Once the pneumothorax was discovered, I think we all expected she would go quickly at that point, but she continued to hang on through the rest of the night. At some point, I started feeling myself become delirious with fatigue and retired to the waiting room to collapse on a couch. My dad joined me in the waiting room after giving instructions to Kyle and Traci to awaken us immediately if the situation changed.
Another chest x-ray was performed several hours after the first, and according to Kyle, it was even worse than the one before.
Somewhere around 8:30 a.m., we went over the situation with the on-call doctor, who was kind enough to let us step around behind the nurses' station and read as many of her reports as we wished and answered all our questions as kindly and compassionately as he could.
"So, you're telling us that without some sort of miracle, there is absolutely no hope?" I asked.
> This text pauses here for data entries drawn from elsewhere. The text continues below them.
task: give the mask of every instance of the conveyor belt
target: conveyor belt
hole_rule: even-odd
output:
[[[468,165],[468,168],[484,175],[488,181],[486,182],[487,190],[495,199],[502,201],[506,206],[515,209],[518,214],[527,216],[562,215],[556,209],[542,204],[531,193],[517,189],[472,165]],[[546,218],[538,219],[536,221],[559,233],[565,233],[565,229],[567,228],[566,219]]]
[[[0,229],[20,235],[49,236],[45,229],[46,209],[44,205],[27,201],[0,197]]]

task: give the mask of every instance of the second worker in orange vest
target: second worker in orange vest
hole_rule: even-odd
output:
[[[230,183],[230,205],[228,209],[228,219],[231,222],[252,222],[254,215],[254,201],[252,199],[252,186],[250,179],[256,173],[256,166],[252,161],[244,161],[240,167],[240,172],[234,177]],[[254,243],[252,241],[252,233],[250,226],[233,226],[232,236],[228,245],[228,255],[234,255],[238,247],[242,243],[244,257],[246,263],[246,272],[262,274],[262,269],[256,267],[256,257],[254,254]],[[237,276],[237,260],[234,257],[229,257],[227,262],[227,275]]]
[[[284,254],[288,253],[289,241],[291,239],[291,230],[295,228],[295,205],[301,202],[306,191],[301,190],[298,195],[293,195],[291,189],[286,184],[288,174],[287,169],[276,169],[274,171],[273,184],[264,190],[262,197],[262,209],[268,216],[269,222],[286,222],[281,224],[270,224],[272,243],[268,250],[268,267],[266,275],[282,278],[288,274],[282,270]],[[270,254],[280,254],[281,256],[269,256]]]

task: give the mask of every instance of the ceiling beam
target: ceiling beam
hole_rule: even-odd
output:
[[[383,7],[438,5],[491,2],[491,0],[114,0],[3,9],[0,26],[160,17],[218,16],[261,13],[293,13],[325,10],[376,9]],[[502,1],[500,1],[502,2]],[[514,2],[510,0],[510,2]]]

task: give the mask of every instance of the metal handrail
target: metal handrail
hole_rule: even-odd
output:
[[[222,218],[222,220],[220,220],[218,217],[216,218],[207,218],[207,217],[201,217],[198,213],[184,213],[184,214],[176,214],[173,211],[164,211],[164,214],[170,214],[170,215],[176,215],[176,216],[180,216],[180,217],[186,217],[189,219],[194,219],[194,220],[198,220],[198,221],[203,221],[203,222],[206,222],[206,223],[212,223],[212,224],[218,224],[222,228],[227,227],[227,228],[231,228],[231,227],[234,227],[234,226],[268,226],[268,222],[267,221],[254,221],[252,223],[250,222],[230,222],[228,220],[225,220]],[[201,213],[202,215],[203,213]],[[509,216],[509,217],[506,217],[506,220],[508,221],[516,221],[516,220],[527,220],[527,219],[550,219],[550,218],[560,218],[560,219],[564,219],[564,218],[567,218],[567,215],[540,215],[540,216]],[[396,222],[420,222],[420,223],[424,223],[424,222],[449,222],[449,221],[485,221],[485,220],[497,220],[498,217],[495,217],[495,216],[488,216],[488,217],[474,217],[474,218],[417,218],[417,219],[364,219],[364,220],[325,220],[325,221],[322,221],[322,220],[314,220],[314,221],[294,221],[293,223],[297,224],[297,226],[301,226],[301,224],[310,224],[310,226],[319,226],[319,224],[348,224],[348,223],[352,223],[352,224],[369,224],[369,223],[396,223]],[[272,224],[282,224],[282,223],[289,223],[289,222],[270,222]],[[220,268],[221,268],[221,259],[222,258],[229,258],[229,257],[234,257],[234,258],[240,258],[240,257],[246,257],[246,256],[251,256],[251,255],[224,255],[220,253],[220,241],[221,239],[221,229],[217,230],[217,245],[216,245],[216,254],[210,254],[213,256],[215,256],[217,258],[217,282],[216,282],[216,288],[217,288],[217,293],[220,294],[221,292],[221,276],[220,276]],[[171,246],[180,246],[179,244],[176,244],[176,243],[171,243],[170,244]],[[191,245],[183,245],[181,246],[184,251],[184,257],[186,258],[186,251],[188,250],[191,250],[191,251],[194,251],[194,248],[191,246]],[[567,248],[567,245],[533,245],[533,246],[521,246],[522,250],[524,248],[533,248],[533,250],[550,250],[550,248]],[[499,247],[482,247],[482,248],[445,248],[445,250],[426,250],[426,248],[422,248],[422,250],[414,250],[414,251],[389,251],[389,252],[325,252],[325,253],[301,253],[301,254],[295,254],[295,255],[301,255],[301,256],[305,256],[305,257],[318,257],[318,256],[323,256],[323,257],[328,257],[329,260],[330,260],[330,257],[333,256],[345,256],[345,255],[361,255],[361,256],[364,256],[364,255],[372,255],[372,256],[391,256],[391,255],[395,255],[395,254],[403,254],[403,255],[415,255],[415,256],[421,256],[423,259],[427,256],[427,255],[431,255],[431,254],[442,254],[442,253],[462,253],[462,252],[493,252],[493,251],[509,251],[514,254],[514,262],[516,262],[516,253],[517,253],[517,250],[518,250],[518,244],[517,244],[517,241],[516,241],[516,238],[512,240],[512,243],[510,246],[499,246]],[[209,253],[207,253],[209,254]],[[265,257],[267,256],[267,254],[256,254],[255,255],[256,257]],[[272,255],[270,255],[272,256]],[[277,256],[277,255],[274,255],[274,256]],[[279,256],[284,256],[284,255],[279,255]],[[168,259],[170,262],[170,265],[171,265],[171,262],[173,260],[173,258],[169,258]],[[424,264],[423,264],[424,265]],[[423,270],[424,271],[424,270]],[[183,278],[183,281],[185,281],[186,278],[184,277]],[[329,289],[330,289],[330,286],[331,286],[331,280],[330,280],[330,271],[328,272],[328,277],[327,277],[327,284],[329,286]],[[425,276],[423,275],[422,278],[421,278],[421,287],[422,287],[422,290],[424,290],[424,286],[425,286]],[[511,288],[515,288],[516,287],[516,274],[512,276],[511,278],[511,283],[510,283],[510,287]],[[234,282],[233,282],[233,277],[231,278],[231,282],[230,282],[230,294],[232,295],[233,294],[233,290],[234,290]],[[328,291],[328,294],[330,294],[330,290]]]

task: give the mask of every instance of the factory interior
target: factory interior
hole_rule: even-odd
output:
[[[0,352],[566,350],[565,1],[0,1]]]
He nodded his head slowly. I could tell it was hurting him to deliver this news.
I looked across the narrow hallway into my mother's room. "How much longer do you think this might go on?" I asked.
"Oh, possibly another 24 to 48 hours," Dr. Church said and then paused. "Or until you as a family decide that it is time to pull the life support."
"Oh, God," I groaned inwardly. "It wasn't supposed to come to this."
The four of us looked at each other, and we just knew. It was time. Mom's 65th birthday was the following day, and if I knew anything, it was that I didn't want 9/11 to be my mother's birthday, the anniversary of one of the worst tragedies our country has ever seen, AND the anniversary of my mother's death.
We were given several more private minutes to spend with her, and when we felt the time was right, Kyle went to the nurses' station and gave Dr. Church the go-ahead.
We stepped outside the room briefly while the nurse turned off all the machinery and pulled the tubes out. When she was finished, we were allowed to go back in to be with Mom as she spent her final minutes on this earth. A hospital chaplain was summoned by the nurse, and he appeared with his Bible, ready to offer spiritual counsel if we desired.
I had thought it would be very nice to sing hymns, but when the time actually came, we stood in complete silence. The words to "It Is Well" were being sung in my mind, but it just didn't seem fitting (or possible) for any of us to make a single sound during those last moments together.
She didn't last long. I watched her chest move rapidly at first and then gradually slow to only several breaths per minute. I was holding her right hand and Kyle her left, neither of us able to feel a radial pulse. Several times I thought she had stopped breathing, but then many seconds later another gasp would come.
Finally at 9:15 a.m. on Sunday, September 10, 2006, my mother exited this life and entered into eternal life. And in doing so, she changed our lives forever.